I recently came back to Cambridge from a weekend away and in that short time, Cambridge had been transformed into an illuminated city.  For the following week, Cambridge hosted the e-Luminate Festival where every major building became an art installation. The e-Luminate Festival sums up the contrasted personality of Cambridge—the mix of modern technology and conceptual design, set against the traditional architecture of the city.  This juxtaposition, and the city’s desire to keep up both worlds, is what makes Cambridge such a unique place to live and study.

Cambridge is an expansively growing city with many different activities and lifestyles beyond that of the University.  Construction is booming—in addition the Judge’s site expansion, there is a new North West district with schools and housing to be completed in 2017, and construction of a new train station.  Coined Silicon Fen, Cambridge has a thriving entrepreneurial scene and a large technology and bio-medical community.  Much of this growth is supported by the University and connected to the University’s research.

Like the e-Luminate festival, Cambridge is constantly hosting major week or weekend long events including the Cambridge Beer Festival, Thai Festival, Rock Festival, or Dragon Boat Festival.  The Mill Road Trader’s Association, a street lined with restaurants, cafes, and shops, a bit south of the town centre was recently shortlisted for a digital award by the Association of Town and City Management.

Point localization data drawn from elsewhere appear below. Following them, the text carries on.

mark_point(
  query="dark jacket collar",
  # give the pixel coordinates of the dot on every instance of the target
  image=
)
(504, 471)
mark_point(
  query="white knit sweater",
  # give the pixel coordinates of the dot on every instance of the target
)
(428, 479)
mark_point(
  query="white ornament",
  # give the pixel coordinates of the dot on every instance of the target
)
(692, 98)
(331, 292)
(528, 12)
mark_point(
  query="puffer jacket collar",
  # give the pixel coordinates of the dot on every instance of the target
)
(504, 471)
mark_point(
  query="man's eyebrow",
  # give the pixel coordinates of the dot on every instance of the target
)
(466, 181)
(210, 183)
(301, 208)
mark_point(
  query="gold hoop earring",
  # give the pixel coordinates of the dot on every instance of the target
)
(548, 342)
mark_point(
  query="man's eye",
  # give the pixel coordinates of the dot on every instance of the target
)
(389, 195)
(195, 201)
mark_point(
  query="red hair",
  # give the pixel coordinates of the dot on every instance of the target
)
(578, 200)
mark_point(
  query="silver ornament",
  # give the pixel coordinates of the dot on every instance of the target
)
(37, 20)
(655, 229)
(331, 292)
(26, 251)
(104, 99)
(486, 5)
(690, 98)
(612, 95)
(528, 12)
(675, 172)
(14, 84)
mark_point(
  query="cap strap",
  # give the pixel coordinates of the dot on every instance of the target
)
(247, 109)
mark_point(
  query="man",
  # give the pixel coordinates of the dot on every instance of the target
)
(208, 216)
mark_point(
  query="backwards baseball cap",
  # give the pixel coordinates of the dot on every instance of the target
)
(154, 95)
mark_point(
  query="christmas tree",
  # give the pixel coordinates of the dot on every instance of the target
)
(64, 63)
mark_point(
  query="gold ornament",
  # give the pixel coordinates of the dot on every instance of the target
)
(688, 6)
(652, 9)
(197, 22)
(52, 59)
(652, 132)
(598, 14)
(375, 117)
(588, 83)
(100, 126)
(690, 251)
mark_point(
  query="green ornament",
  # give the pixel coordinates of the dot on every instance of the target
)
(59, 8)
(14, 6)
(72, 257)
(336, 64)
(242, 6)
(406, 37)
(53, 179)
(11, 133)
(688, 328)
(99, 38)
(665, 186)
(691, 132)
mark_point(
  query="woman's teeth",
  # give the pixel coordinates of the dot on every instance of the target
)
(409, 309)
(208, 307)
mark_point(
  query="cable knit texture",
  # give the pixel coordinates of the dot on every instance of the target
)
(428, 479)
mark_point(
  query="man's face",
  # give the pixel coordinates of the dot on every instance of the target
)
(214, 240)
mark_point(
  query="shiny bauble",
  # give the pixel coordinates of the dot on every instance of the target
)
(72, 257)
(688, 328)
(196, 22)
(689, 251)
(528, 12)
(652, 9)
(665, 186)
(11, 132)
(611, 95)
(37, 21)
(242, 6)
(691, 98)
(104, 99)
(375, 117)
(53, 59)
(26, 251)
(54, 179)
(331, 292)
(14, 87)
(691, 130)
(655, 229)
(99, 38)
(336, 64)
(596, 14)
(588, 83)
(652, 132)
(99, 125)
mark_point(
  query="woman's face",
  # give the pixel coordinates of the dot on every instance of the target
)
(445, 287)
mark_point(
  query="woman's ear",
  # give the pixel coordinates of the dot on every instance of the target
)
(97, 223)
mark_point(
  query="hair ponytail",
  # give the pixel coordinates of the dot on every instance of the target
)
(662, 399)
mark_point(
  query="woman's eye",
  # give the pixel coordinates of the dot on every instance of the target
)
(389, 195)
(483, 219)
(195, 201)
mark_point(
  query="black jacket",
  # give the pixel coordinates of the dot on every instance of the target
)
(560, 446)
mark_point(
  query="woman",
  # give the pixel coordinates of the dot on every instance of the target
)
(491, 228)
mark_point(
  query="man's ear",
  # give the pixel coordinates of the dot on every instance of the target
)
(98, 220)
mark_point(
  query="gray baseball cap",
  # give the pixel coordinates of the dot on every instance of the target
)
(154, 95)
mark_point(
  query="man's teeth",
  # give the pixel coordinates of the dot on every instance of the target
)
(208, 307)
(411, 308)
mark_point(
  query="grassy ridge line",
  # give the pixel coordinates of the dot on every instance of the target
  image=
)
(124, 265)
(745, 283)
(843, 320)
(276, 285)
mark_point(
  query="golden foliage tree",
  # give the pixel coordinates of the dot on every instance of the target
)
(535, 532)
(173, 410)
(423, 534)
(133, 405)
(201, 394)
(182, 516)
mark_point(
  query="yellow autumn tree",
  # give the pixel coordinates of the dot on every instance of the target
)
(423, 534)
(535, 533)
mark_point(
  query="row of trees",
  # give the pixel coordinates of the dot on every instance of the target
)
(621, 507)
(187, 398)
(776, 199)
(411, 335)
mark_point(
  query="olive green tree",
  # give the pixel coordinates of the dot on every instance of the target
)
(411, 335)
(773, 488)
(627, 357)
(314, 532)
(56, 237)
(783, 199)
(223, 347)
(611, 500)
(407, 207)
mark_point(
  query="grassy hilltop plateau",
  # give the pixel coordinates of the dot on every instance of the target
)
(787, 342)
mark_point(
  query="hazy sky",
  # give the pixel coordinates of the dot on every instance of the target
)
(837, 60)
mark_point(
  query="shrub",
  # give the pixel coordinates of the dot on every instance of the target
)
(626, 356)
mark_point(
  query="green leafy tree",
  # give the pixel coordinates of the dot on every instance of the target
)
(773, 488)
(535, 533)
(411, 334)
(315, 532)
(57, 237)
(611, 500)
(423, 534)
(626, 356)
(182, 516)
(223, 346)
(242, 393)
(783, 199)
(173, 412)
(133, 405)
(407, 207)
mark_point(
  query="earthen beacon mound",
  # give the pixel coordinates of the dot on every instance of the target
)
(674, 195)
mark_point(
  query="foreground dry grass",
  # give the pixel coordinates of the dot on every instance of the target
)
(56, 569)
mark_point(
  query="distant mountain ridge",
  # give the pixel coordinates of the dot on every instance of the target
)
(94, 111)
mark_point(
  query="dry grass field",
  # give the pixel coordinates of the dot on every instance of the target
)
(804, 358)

And so, in this modern and growing environment it’s an odd juxtaposition when the formality of an 800 year old university still stands out.  Professors and undergraduates wear robes when taking exams.  To be a University of Cambridge student you must live within a certain mileage of St. Mary’s church, and only Masters of Colleges are permitted to walk on a college’s grass.  Formal Halls is perhaps the epitome of a Cambridge experience.  Everyone wears gowns, the meal commences with a gong, a prayer is said in Latin, and in some colleges, the Head Porter may bow to the students if they have been on good behavior during the meal.

As a city, Cambridge is too complicated to label.  What Cambridge you experience is all about what you want to get out of your time here.  There’s no one Cambridge experience and there’s no one Cambridge era.  In one weekend you can span 800 years of tradition: a Friday night at evensong, a Saturday morning rowing on the Cam, Saturday afternoon at an event such as Cambridge’s upcoming TedxOxbridge, and Sunday night at Formal.  There aren’t many places as unique and as juxtaposed as Cambridge.